AWS IaC, Cloud Formation, Terraform, Ansible

Domain 

AWS Infrastructure as Code and Continuous Deployment (Iac)

Objective:  Within an AWS environment compare Cloud Formation Templates (CFT), Terraform (TF) and Ansible (Ans). 

Why:  See which IaC Continuous Deployment Stack, is easier to use, the fastest.

AWS Region:  London

What:  The solution is simple and is a standard pattern which anyone can replicate (using CFT for eg):

  • VPC with an internet gateway
  • 3 public subnets and 3 private subnets
  • 3 AZs
  • Private subnet (db) are connected to the public subnets via a NAT
  • Elastic IP’s or EIPs are used for the NAT
  • Routing tables and security groups are created to allow traffic to go from and to the EC2’s.
  • EC2’s are t2.micro free-tier (AWS Linux AMIs)
  • Each EC2 has an Apache HTTd (daemon) Web Server
  • Web Server has a Php index.html file with a simple message
  • The EC2 instances and Web Servers are deployed using Auto-Scaling with 3 nodes
  • There are 2 LBs (load balancers) – one for public and one for the private subnets
  • The CFT, TF, Ans scripts will output the DNS name of the public load balancer

Sequence:

  • EC2’s in the private network are deployed first
  • The VM’s in the public network will give a message (“Foreground website”) and then curl to the internal load balancer to get the text of the EC2’s in the private network (“Background info”) after that.
  • Because the index.html is a static file which is created at the deployment of the EC2’s, the scripts must deploy the EC2’s in the private network first.

Security:

  • When deploying the scripts first create a key within EC2 to be able to ssh to the EC2’s.
  • Security Group that is used in public subnets allows all connections from a test PC (the IP-address of this/or your PC which is passed as a parameter), and web traffic from all IP-addresses.

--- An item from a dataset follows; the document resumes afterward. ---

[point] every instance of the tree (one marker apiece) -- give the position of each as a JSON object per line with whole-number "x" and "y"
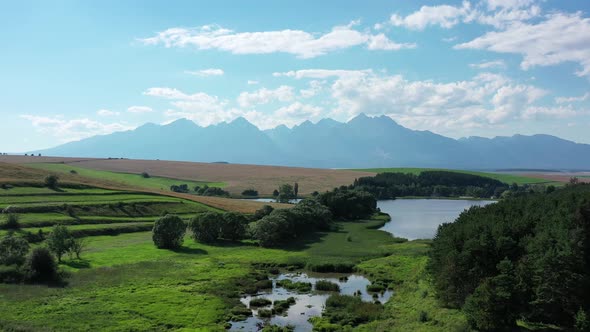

YAML and JSON:  CFT supports both, TF and Ans have limitations with YAML, though I prefer YAML, JSON was used.

Tear down the stacks after deployment and testing.

CloudFormation

The order in which resources are deployed is determined by CloudFormation.  There are dependencies (see order above) and often there are errors if people deploy this manually, or the configuration of the dependencies is incorrect.

There are some caveats:  the order in which objects are deployed can be different when the template is deployed multiple times (for instance creating a base CFT and then changing input or output parameters to deploy a 2nd stack). Sometimes the order is not logical: when one deploys both network components like route tables and NAT gateways, it is not wise to deploy autoscaling groups at the same time (where Virtual Machines depend on the network for their initialization scripts).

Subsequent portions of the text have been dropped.